Programming Model Approaches

  • hybrid/evolutionary: MPI+ __ ?
    • MPI for inter-node prog, since # notes and inter-node concerns not expected to change dramatically
      • support for hybrid programming/interoperability
      • purer one-sided communications; active messages
      • asynchronous collectives
    • something else for intra-node
      1. OpenMP (Shared memory, aka Global Address Space)
        • introduction of locality-oriented concepts?
        • efforts in OpenMP 3.0 ?
      2. PGAS languages (Partitioned Global Address Space)
        • already support a notation of locality in a shared namespace
        • UPC (Unified Parallel C)/CAF need to relax strictly SPMD execution model
      3. Sequoia
        • support a strong notation of vertical locality
  • unified/holistic: __ ?
    • a single notation for inter- and intra-node programming?
    • traditional PGAS languages: UPC, CAF, Titanium
      • require extension to handle nested parallelism, vertical locality
    • HPCS languages: Chapel, X10, Fortress(?)
      • designed with locality and post-SPMD parallelism in mind
    • other candidates: Charm++, Global Arrays, Parallel X, ...
  • others
    • mainstream multi-core/GPU language: (sufficient promise to be funded?)
    • domain-specific language
      • fit your problem?
      • should focus on more general solutions
    • functional languages
      • never heavily adopted in mainstream or HPC
      • copy-on-write optimization and alias analysis?
    • parallel scripting languages?


Expectation

  • parallelism: nested, dynamic, loosely-coupled, data-driven (i.e. post-SPMD programming/execution models)
    • to take advantage of architecture
    • to better support load balancing and resilience
  • locality: concepts for vertical control as well as horizontal (i.e. locality within a node rather than simply between nodes)
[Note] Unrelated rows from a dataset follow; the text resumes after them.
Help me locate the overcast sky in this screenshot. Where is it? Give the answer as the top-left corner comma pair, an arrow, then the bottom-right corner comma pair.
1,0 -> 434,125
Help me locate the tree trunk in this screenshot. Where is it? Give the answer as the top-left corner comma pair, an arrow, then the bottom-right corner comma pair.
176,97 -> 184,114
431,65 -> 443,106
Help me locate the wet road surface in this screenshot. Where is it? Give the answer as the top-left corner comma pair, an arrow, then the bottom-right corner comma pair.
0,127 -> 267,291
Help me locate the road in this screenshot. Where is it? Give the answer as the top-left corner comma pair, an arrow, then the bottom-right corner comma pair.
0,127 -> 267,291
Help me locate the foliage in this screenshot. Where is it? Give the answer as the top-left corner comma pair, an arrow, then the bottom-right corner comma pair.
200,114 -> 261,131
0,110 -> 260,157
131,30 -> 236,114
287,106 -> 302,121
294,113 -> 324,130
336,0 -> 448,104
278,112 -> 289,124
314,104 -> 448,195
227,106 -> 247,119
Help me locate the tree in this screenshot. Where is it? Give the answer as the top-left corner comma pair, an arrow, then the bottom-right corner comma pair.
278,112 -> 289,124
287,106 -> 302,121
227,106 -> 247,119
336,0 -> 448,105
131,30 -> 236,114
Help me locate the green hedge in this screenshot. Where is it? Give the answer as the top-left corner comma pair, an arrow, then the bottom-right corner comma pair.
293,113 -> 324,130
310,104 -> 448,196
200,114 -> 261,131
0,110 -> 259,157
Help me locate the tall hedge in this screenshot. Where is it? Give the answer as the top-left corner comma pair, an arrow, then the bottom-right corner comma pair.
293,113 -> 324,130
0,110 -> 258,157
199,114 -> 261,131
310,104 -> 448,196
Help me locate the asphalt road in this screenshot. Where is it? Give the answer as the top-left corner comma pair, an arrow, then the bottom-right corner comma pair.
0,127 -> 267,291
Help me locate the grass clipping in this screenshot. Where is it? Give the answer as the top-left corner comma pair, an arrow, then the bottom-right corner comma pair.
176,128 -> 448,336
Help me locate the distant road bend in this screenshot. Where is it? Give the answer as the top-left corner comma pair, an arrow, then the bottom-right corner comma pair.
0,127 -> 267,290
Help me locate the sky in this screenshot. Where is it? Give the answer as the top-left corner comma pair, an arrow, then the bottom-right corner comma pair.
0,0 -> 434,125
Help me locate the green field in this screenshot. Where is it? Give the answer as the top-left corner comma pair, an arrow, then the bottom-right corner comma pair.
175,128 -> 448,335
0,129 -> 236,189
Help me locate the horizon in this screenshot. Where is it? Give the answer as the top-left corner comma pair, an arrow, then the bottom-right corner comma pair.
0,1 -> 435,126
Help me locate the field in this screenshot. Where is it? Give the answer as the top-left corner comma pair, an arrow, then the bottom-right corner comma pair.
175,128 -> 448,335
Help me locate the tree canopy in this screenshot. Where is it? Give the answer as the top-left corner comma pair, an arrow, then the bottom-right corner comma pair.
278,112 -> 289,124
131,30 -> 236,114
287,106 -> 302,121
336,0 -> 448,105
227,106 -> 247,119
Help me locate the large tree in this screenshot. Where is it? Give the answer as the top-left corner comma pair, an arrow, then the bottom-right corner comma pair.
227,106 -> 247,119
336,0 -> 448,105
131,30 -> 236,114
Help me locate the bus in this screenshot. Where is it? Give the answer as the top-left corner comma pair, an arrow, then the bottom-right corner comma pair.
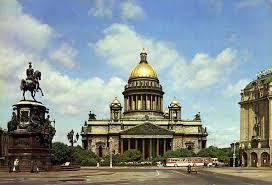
165,157 -> 218,167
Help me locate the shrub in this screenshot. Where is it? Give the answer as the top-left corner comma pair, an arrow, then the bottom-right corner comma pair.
122,150 -> 142,162
69,145 -> 99,166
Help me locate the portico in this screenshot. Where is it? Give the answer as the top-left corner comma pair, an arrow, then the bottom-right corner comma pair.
120,122 -> 174,159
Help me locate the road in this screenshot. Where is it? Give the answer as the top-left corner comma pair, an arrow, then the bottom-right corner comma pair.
0,168 -> 270,185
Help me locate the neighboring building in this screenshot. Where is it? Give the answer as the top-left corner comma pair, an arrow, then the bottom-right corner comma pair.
81,50 -> 208,159
239,69 -> 272,167
0,128 -> 9,165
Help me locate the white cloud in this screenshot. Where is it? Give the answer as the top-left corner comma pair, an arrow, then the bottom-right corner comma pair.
224,79 -> 251,97
92,23 -> 237,89
0,0 -> 54,50
40,61 -> 125,115
235,0 -> 264,9
92,23 -> 181,74
121,0 -> 145,20
171,48 -> 237,89
88,0 -> 114,18
49,43 -> 77,68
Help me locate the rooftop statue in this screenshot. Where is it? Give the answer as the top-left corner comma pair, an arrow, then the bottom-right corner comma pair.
20,62 -> 44,101
194,112 -> 201,121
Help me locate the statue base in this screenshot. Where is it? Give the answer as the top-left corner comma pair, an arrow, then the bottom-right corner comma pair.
7,100 -> 54,171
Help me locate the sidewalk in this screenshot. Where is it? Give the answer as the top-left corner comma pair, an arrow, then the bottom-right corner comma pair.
0,170 -> 113,178
201,167 -> 272,183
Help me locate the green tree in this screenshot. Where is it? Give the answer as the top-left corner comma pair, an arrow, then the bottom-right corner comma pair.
163,148 -> 196,160
51,142 -> 70,165
197,146 -> 232,161
122,150 -> 142,162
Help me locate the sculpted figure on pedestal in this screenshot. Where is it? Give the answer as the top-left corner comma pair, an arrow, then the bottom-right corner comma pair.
7,112 -> 19,132
27,109 -> 42,132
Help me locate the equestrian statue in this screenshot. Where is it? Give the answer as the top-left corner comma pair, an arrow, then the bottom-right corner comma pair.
20,62 -> 44,101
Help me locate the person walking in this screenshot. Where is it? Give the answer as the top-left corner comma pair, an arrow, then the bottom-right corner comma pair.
30,160 -> 34,173
34,160 -> 39,173
8,160 -> 12,173
14,159 -> 19,173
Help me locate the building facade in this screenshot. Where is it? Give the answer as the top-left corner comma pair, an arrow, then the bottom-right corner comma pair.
81,50 -> 208,159
239,69 -> 272,167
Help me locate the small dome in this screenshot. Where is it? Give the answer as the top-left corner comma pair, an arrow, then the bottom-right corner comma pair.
170,96 -> 180,107
111,97 -> 121,106
129,49 -> 158,80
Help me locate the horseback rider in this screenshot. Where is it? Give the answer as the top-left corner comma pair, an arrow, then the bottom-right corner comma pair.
26,62 -> 34,81
26,62 -> 40,92
21,62 -> 44,101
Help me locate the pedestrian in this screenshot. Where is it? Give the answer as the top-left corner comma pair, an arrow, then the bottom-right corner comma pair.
8,160 -> 12,173
14,159 -> 19,173
97,162 -> 99,168
34,160 -> 39,173
13,159 -> 16,172
187,164 -> 191,173
30,160 -> 34,173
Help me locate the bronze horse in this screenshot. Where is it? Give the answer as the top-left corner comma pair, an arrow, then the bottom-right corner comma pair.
20,70 -> 44,101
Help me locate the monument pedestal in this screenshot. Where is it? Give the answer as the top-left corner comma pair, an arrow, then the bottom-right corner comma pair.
7,100 -> 55,171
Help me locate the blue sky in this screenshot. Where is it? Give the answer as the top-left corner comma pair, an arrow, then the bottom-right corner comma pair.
0,0 -> 271,147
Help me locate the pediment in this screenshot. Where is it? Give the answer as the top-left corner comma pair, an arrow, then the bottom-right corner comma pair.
120,122 -> 174,135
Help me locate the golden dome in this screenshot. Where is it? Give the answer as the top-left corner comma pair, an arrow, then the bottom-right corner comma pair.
129,49 -> 158,80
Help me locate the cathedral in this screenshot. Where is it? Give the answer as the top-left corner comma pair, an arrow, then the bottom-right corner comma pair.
81,50 -> 208,159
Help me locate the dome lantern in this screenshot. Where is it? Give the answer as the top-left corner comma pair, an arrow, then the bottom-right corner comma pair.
140,48 -> 147,63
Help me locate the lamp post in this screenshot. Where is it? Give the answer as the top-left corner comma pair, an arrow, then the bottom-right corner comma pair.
67,129 -> 79,147
109,137 -> 113,168
233,141 -> 236,167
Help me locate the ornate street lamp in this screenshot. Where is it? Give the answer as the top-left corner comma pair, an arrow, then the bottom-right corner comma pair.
232,140 -> 236,167
67,129 -> 79,147
109,137 -> 113,168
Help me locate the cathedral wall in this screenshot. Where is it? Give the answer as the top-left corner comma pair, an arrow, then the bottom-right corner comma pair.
91,125 -> 108,134
172,136 -> 183,150
88,136 -> 108,156
109,124 -> 121,133
173,126 -> 198,134
172,136 -> 200,152
110,136 -> 120,155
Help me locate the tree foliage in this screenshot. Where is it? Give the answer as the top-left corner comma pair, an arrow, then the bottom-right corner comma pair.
51,142 -> 70,165
51,142 -> 99,166
197,146 -> 232,161
163,148 -> 196,159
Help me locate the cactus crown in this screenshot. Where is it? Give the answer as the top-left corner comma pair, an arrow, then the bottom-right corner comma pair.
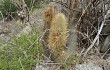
44,6 -> 56,28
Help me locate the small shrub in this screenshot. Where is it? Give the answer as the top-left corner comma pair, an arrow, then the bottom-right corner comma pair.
0,0 -> 17,19
24,0 -> 41,8
0,32 -> 43,70
0,0 -> 41,19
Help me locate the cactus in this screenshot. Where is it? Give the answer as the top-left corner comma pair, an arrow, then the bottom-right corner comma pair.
43,5 -> 56,43
48,13 -> 68,62
43,6 -> 68,63
42,5 -> 57,57
43,5 -> 56,30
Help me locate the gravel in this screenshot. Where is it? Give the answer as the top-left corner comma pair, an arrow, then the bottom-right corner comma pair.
76,62 -> 103,70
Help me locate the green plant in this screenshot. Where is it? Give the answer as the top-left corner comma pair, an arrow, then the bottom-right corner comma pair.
0,0 -> 41,19
24,0 -> 41,8
0,32 -> 43,70
0,0 -> 17,18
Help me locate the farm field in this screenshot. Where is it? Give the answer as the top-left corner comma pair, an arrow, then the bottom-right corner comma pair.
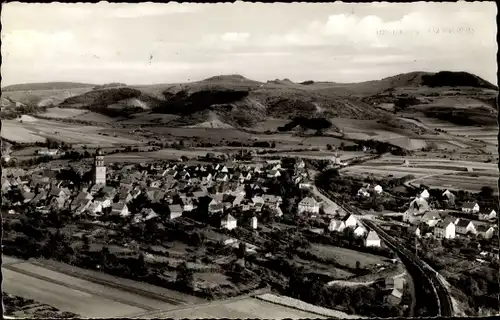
3,264 -> 146,318
309,244 -> 388,269
137,296 -> 330,319
344,154 -> 498,193
2,120 -> 47,143
41,107 -> 87,118
2,118 -> 141,145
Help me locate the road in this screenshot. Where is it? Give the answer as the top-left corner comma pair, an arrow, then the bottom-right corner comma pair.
2,256 -> 196,318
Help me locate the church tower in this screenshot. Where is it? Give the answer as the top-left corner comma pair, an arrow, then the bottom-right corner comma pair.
93,148 -> 106,185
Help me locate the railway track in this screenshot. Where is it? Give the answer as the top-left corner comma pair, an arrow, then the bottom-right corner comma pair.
317,187 -> 454,317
Tools: Debuggers, perf. analysis

  • challenges
    • need aggregation to hide details
    • need to report info in user's terms
  • good area for innovation (e.g. execution visualization to understand mapping of code to hardware)

Misc Notes

  • three main types of distributed memory programming:
    • active message. Active Messages are actually a lower-level mechanism that can be used to implement data parallel or message passing efficiently.
    • data parallel(aka loop-level parallelism). Data parallelism emphasizes the distributed (parallelized) nature of the data, as opposed to the processing (task parallelism).
    • message passing
  • multi core and many core processors
    • A multi-core processor is composed of two or more independent cores. One can describe it as an integrated circuit which has two or more individual processors (called cores in this sense).[1] Manufacturers typically integrate the cores onto a single integrated circuit die (known as a chip multiprocessor or CMP), or onto multiple dies in a single chip package.
    • A many-core processor is one in which the number of cores is large enough that traditional multi-processor techniques are no longer efficient — largely due to issues with congestion supplying sufficient instructions and data to the many processors. This threshold is roughly in the range of several tens of cores and probably requires a network on chip.